We survey two sites: Russell’s Mead and Morris Mead. The first, Russell’s Mead was a tangle of sedge and willow, and presented us with our first occupant.
We remove the tunnel over a plastic bag, and a squirming chestnut body fires out like a rodential cannonball. Tapered nose, satellite-dish ears and a fleshy pink tail identify our guest as a mouse. Due to the size, and lack of Yellow ‘bib’ of the Yellow-Necked Mouse, we can identify them as a Wood Mouse, Apodemus sylvaticus.

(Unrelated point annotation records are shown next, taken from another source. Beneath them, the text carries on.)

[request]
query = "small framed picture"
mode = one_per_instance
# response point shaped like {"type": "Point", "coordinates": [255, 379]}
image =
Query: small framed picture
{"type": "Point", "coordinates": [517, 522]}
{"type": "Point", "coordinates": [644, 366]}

The mead produced another Wood Mouse and two Bank Voles, Myodes glareolus. Blunter noses, ears, and generally rounder; sporting a rufous fur coat.
As always though, the best came last. The trap felt light to the touch, and there was a heavy possibility it may have been triggered by marauding slugs. However, upon tilting it, a tiny, suitably named Micromys minutus sprawled into the bag – a Harvest Mouse. Weighing as little as a 2p coin, they resemble a Wood Mouse that’s shrunk in the washing machine.